" Sendo totalmente honesta consigo e comigo. De verdade o que mais temo é não saber lidar com toda esta situação. Mesmo passado todos estes anos, tenho para mim como sendo mais simples evitar lidar de frente com tudo isto e o impacto que tem tido na minha vida. Este medo de perda de controle, de perder a noção de quem sou e do que faço aqui. É esse medo que me impede de ser feliz e de procurar concretizar o desejo de ser mãe." Assim falou Daniela ao Ricardo. Este respondeu dizendo: "Daniela tem a certeza absoluta que não tem lidado com a situação?"
"Tenho, porque é..." Sendo interrompida pelo Ricardo, "responda-me apenas sim ou não. Tem a certeza absoluta que não tem lidado com a situação?"
"Colocada dessa forma, eu diria que não. Não tenho lidado com a situação, que o medo me tem impedido de agir. Que tenho optado por de certa forma fugir da situação."
"Ok, então admitindo que essa sua resposta é a verdade, como se sente acreditando que assim é?"
" Eu sinto-me mal comigo mesma. Sinto vergonha por não ser capaz de lidar com a situação de outra forma. Sinto que deveria fazer algo mais para resolver a situação, contribuir para que a vida fosse mais fácil para a minha família. Sinto que não devia ser tão fraca, sempre com medo de me perder. Que esta necessidade de controle, de tentar direccionar a minha realidade limita a minha vida." Conclui a Daniela com a voz embargada em emoção.
"Por um instante imagine como seria a Daniela sem esses pensamentos, sem essa estória toda?"
Após um momento de silêncio que preencheu o espaço, ela arguiu, "a primeira impressão que me surge é a de liberdade. Sem todos estes pensamentos de medo que me condicionam há tanto tempo, que já nem recordo como era viver sem eles. A sensação que me surge é a de que seria livre. Sinto que se isso fosse possível, um peso imenso seria removido de cima de mim. Julgo que a minha vida seria muito diferente da atual. Poderia enfim construir a família que tanto desejo e que tudo fluiria simplesmente. Seria muito feliz se isso fosse possível de ocorrer."
" O que acha que impede que assim seja?"
" Aquilo que impede que assim seja...de verdade... não sei responder. Não sei o que impede que isso aconteça. A realidade dos factos, ou seja, isto é real. Existe na minha vida."
"Será que é real ou é apenas a sua perceção que o torna real para si? Ou seja, aquilo que eu lhe estou a dizer é que é a sua perceção da realidade que a faz desse modo. Sim existe a doença da sua irmã, nesta dimensão, mas a forma como reagiu a isso depende apenas de si. Essa sensação de falta de liberdade, esse medo de perder o controle e deixar de ser essa personalidade que acredita ser. Tudo isso foi criado por si e não tem comprovativo na sua realidade. São tudo suposições suas, são cenários criados na sua mente. Por um momento apenas observa esses pensamentos que surgem na sua mente, apenas observe sem os julgar."

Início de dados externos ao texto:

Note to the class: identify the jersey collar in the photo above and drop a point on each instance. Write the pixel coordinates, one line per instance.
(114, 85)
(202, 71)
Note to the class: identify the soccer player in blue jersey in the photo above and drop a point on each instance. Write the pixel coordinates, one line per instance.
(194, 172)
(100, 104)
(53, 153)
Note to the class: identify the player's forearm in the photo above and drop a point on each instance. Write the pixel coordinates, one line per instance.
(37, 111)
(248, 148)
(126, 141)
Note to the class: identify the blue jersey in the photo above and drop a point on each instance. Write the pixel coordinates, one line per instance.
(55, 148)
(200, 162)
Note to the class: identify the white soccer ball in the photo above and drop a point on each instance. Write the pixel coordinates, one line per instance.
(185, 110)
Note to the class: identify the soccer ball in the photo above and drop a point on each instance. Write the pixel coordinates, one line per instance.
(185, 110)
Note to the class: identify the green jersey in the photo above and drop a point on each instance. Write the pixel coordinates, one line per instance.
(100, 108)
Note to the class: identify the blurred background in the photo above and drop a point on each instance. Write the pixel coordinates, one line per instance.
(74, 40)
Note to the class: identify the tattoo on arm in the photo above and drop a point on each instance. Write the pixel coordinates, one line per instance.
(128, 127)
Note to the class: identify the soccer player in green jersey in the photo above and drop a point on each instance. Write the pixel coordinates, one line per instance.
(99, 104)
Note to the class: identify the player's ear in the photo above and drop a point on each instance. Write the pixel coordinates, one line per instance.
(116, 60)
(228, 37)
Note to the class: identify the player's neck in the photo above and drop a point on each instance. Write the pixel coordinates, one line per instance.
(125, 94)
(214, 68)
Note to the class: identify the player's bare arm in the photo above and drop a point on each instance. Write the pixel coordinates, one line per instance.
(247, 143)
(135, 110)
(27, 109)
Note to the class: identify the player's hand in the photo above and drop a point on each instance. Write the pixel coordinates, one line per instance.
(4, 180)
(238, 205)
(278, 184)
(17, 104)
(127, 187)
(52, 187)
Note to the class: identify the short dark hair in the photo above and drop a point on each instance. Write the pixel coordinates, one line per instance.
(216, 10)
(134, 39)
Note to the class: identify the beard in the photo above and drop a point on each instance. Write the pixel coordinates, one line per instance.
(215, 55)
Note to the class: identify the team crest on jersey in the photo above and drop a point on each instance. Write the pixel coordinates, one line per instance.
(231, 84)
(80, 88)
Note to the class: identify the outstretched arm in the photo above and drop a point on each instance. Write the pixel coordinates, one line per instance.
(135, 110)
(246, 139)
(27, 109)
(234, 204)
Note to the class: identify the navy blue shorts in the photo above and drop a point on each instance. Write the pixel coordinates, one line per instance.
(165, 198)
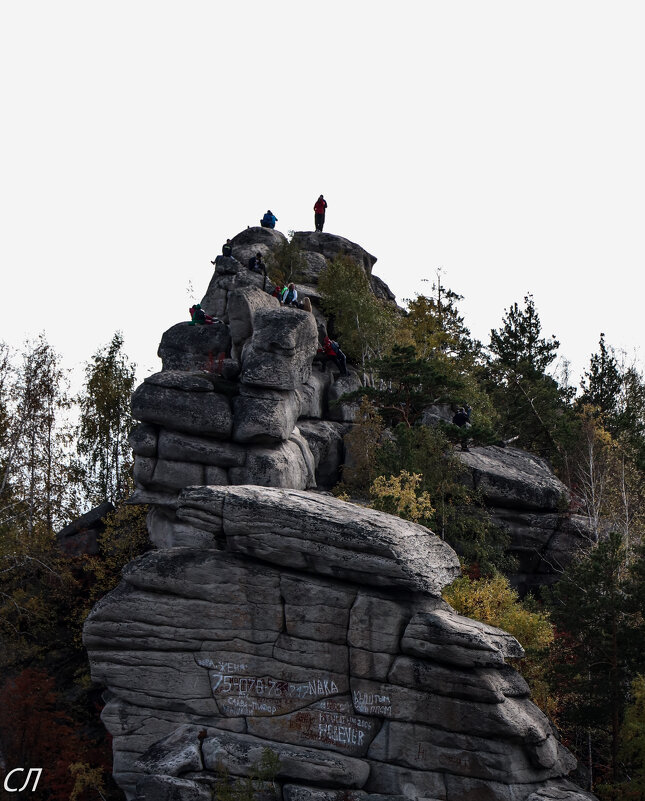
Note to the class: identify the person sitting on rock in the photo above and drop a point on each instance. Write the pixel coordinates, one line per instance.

Assim fez a Daniela, ela fechou os olhos e deixou-se mergulhar nos seus pensamentos, procurou apenas observar, sem julgar. E os pensamentos fluíam na sua mente, sem cessar uns atrás dos outros, numa cadência continua, eles desfilavam e ela apenas os observava. Aquilo que se fez notar foi a paz que sentiu, ela tornou ciente que sem resistência da sua parte, como sempre fez quando surgiam estes pensamentos na sua mente, sem essa resistência aquilo que ela notava era a paz que estava presente.
E de seguida partilhou isso mesmo com o Ricardo, descrevendo isso que sentia e como tudo ganhava uma dimensão diferente do que havia tido até ai. Ainda que não soubesse de que forma era diferente, mas era isso que ela sentia.
A sessão terminou com Ricardo recomendando que se permitisse repetir mais vezes esse exercício, de se permitir estar presente com os pensamentos que surgiam sem os julgar, sem os repelir. Apenas observando.